Narcissistic leaders impress but actually suck

In an artificial situation where everyone's input was valuable, narcissists were seen as more impressive leaders but failed to drive a good decision - probably not bothering to encourage information sharing.

Perhaps narcissists value social dominance more than they value group effectiveness (and are more talented at exerting it). Perhaps everyone would value it more if they thought they could claim it, but likely narcissists have acquired a stronger appetite for dominance. So, the experimenters should have offered a large financial incentive for good performance; an intelligent narcissist would then do nothing but persuade people to share information efficiently, and make sure he got credit for doing it.

Outside the lab, people who succeed in impressing people probably on average are right to value less the input and judgment of less successful people.

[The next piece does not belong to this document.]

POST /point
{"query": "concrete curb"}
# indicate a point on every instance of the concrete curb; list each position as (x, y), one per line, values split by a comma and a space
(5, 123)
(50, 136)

Although they are generally perceived as arrogant and overly dominant, narcissistic individuals are particularly skilled at radiating an image of a prototypically effective leader. As a result, they tend to emerge as leaders in group settings. Despite people’s positive perceptions of narcissists as leaders, it was thus far unknown if and how leaders’ narcissism is related to the actual performance of those they lead. In the current paper we used a hidden profile paradigm to provide evidence for a discord between the positive image of narcissists as leaders and the reality in terms of group performance. We proposed and found that although narcissistic leaders are perceived as effective due to their displays of authority, leaders’ narcissism actually inhibits information exchange between group members and thereby negatively affects group performance. Our findings thus indicate that perceptions and reality can be at odds, which has important practical and theoretical implications.

The study is based on the

Hidden Profile paradigm. Researchers recruited 150 people and put them into groups of three. One person was randomly chosen as the group’s leader, and each group was assigned a task: choosing a job candidate. Everyone was told they could contribute advice, but the leader was ultimately responsible for making the decision. Of 45 items of information about the candidate, some were given to all three, and some to only one of the participants.

From the 

Psychological Science press release:

The experiment was designed so that using only the information all three were privy to, the group would opt for a lesser candidate. Sharing all the information, including what each possessed exclusively, would lead to the best choice. Afterwards, the participants completed questionnaires. The leaders’ questions measured narcissism; the others assessed the leaders’ authority and effectiveness. All checked off the items among the 45 that they knew—indicating how much the group had shared—and rated how well they’d exchanged information. Experimenters tallied the number of shared items, noted the objective quality of the decision, and analyzed these data in relation to the leader’s narcissism.
As expected, the group members rated the most narcissistic leaders as most effective. But they were wrong. In fact, the groups led by the greatest egotists chose the worse candidate for the job. Says [lead researcher Barbara] Nevicka, “The narcissistic leaders had a very negative effect on their performance. They inhibited the communication because of self-centeredness and authoritarianism.”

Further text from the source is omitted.